Earth Day has its roots in the 1960s when activists started creating awareness about the environment. Rachel Carson’s book “Silent Spring”, released in 1962, was one of the biggest catalyst for the environmental movement. There was a growing frustration among US citizens against government’s complacency towards the environment. Earth Day, however was the brain child of U.S. Senator Gaylord Nelson, whose campaigns for the environment had fallen on deaf ears.

The first Earth Day was to be an environmental protest. Nelson recruited activist Denis Hayes to organize the April 22, 1970 Earth Day. The protest saw great support from across the United States, Nelson records in an essay, “It took off like gangbusters. Telegrams, letters, and telephone inquiries poured in from all across the country. The American people finally had a forum to express its concern about what was happening to the land, rivers, lakes, and air —  and they did so with spectacular exuberance.” The first Earth Day was definitely a success as the protests led to the creation of the U.S. Environmental Protection Agency.

However, environmental issues today are more complex. Amy Cassara, of the World Resources Institute explains, “As we become more industrialized and our supply chains become less transparent, it can become more difficult to understand the environmental consequences of our actions.” It is for this reason that the Earth Day Network is pushing for Earth Day not to be a marketing event but to bring about policy change and long term commitments. Individuals today use social media to promote Earth Day messages. Susan Rogers of the Earth Day Network says “Planting a tree, morally and poetically, requires taking care of it for a really long time not just sticking it in the ground”
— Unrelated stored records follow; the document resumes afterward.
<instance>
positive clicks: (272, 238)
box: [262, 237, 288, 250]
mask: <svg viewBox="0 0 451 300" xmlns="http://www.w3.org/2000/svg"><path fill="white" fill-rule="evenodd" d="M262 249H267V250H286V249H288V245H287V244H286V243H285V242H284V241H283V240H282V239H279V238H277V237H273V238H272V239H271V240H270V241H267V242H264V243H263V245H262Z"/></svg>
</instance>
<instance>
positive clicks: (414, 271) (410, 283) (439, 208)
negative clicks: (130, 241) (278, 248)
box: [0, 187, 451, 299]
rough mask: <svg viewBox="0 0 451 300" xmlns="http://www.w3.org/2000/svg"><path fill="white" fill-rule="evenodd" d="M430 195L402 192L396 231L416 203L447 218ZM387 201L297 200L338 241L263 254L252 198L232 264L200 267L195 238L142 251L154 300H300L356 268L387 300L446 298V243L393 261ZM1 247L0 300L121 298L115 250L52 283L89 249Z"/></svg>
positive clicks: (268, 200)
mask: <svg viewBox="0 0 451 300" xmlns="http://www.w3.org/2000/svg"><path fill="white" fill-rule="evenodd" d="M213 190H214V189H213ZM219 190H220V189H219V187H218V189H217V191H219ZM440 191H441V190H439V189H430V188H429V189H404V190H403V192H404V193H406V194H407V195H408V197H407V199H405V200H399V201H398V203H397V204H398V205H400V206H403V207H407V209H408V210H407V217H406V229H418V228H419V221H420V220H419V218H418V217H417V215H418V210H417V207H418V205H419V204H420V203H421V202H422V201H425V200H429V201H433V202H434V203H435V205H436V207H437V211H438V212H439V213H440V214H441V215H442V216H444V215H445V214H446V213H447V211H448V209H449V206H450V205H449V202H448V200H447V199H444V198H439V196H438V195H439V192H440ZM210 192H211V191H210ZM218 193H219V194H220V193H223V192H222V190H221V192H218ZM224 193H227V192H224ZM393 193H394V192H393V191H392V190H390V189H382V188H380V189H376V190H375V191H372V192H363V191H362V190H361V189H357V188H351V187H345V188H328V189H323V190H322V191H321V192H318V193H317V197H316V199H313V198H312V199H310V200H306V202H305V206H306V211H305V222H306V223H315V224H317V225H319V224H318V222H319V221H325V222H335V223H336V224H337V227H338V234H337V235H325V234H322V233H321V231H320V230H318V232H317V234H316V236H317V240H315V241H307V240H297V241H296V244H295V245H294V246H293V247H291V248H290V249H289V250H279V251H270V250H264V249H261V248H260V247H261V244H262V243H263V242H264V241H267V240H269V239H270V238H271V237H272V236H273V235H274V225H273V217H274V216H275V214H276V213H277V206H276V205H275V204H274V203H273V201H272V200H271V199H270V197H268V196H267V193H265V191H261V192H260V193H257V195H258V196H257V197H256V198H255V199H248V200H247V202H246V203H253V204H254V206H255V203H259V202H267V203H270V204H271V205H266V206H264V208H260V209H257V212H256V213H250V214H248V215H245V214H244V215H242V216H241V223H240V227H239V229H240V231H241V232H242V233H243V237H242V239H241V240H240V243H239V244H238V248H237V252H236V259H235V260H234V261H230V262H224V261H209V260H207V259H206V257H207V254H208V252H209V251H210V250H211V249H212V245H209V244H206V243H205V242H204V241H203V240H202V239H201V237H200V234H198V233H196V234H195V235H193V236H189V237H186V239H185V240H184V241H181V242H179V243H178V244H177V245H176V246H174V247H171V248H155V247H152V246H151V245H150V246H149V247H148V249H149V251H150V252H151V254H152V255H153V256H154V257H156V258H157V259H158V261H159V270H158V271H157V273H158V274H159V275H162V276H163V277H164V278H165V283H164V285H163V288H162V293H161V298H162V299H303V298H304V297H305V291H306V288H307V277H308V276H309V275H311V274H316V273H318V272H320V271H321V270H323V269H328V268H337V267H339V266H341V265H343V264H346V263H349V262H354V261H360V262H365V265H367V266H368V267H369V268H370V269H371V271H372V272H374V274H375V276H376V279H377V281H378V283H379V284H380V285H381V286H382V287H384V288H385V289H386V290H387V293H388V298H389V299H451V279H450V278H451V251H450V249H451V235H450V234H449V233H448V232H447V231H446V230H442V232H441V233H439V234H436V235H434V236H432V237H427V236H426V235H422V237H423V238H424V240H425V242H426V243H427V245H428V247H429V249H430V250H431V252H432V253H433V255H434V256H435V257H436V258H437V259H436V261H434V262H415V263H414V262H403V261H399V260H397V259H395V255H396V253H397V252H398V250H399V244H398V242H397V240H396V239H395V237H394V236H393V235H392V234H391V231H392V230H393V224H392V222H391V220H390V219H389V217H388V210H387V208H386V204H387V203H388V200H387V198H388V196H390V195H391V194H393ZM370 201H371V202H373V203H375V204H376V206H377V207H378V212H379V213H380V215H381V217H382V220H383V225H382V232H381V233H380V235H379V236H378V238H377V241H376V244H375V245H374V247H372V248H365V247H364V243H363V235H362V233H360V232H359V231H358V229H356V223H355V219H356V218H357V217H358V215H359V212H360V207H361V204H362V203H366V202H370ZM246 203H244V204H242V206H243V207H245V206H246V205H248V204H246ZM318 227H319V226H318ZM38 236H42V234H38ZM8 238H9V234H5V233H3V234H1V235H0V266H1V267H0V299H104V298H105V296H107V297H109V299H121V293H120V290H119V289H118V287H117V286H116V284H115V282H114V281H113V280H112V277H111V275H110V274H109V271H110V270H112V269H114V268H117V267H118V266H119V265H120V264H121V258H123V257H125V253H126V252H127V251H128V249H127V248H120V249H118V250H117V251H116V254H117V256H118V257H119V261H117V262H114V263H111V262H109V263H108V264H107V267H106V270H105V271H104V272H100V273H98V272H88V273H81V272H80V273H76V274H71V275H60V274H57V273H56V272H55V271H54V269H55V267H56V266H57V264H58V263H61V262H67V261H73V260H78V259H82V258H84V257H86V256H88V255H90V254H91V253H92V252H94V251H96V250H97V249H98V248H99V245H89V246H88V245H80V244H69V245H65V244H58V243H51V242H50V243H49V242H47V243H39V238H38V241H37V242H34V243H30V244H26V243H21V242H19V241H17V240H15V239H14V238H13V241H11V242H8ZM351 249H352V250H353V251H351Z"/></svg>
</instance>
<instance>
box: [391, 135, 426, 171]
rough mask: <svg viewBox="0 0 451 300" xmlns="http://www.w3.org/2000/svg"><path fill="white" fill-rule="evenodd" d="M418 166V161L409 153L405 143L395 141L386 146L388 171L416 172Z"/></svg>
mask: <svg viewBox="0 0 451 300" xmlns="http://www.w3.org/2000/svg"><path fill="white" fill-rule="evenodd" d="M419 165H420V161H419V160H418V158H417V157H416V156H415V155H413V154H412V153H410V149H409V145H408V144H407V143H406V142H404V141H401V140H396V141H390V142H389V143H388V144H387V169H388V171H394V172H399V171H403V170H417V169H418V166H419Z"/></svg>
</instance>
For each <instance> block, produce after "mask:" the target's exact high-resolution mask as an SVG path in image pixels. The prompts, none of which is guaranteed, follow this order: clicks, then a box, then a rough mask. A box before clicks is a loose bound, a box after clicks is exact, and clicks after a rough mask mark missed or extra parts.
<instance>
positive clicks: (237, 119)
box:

The corporate world has also taken notice of Earth Day and uses this as an opportunity to release their corporate sustainability reports, announce innovative environmental initiatives or fund community projects. However these efforts seem insufficient to the organization Ceres. They have brought together more than a dozen firms and companies to petition the government. The firms include Unilever, PepsiCo, Starbucks, L’Oreal etc. The collective petition Congress to act on climate change with urgency, especially to reduce the carbon emissions by U.S. power plants.

The environmental movement seems very much alive until today.